Good luck with it if you decide to use the 225 engine, but whatever price you have budgeted for to complete the install......will not be enough :'(
But just think of the fun  you will have on completion.


----------



## Guest (Oct 16, 2002)

does mr handa have a 4wd 6 speed converted to 2wd drive ???


----------



## Guest (Oct 23, 2002)

I saw a mk1 Golf advertised with the Seat 180 engine so I'd imagine the 225 should fit fine in the mk3.

Personally I think the VR6 is a much better engine though.


----------



## TT-daft (May 9, 2002)

Awesome GTI Store's demo MK 4 1.8T (303bhp APR Stage 3 kit) uses a TT's block & 6 speed box - the latter's internals are built into a 6 speed Golf PD TDI bellhousing.
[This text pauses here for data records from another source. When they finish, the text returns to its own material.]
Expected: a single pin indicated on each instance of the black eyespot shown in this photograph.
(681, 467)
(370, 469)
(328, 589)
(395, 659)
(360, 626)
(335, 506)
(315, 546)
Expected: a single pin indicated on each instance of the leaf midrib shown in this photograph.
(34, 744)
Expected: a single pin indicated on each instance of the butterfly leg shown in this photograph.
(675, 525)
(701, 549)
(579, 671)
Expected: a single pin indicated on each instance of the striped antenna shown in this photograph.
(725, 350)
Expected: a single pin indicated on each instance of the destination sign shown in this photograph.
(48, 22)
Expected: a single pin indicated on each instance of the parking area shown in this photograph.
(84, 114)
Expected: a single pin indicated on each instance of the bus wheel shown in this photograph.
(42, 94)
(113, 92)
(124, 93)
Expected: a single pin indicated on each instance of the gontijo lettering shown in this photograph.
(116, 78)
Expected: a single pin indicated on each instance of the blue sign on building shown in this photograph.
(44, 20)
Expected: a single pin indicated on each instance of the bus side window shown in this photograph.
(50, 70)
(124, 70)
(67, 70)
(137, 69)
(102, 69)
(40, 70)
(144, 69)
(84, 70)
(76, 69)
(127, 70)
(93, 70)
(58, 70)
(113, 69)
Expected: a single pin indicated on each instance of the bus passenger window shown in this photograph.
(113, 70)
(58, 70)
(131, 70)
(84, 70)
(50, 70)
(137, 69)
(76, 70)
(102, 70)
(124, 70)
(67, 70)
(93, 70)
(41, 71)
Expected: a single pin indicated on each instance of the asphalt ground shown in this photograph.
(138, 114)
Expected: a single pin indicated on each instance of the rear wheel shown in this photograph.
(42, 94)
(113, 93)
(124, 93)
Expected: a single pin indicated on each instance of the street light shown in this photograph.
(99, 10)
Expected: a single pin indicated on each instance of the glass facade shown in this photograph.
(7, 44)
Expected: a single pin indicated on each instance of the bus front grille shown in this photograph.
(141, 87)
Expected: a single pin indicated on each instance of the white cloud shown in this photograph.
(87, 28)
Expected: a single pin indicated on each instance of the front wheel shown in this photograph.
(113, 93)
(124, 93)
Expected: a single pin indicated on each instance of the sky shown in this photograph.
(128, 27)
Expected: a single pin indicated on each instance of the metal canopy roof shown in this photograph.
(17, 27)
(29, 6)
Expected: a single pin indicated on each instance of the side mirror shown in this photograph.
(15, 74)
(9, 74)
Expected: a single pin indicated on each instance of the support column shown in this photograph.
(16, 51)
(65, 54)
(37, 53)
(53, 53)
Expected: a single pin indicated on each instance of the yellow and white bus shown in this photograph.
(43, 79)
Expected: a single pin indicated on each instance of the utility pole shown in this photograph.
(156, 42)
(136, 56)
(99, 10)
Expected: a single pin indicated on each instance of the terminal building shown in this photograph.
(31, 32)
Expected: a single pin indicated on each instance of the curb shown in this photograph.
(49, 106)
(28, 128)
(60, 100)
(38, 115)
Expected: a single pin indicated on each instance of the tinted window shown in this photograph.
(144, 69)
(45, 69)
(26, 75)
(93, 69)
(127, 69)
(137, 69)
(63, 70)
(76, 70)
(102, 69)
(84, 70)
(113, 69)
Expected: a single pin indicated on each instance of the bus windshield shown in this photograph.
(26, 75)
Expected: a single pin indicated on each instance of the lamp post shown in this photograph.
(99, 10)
They may be able to enlighten further.


----------



## Mark_J (May 6, 2002)

On a similar question do you think it would be possible to connect the 6speed to a G60 motor ala Rallye??


----------



## Silversea (Jun 18, 2002)

> On a similar question do you think it would be possible to connect the 6speed to a G60 motor ala Rallye??


The 6 speed box will bolt up to the G60 block so you could use it in 2WD form but if you intend to try it in a Rallye or G60 Syncro it would not be suitable as the rear final drive ratios don't match


----------



## Mark_J (May 6, 2002)

Thanks M8


----------



## Silversea (Jun 18, 2002)

Anytime.


----------



## pette (May 7, 2002)

Yeah. What ever happened to Gary H (aka MRK IV). He used to hang around the forum a lot. If anyone knows how to make a 300 mph Golf he will...


----------



## Silversea (Jun 18, 2002)

PeTTe Garry did little to the mechanics of that car from my understanding all of the mechanical work was carried out by AMD ??? Still ....the last time a saw the car go it was impressive for a Golf 4


----------



## pette (May 7, 2002)

Didn't know that. I do remember that video he had on his web site though where he showed the speedo needle hitting the end-stop!

Just seen on another thread that he's in luurv. Which explains why he's not been about much!


----------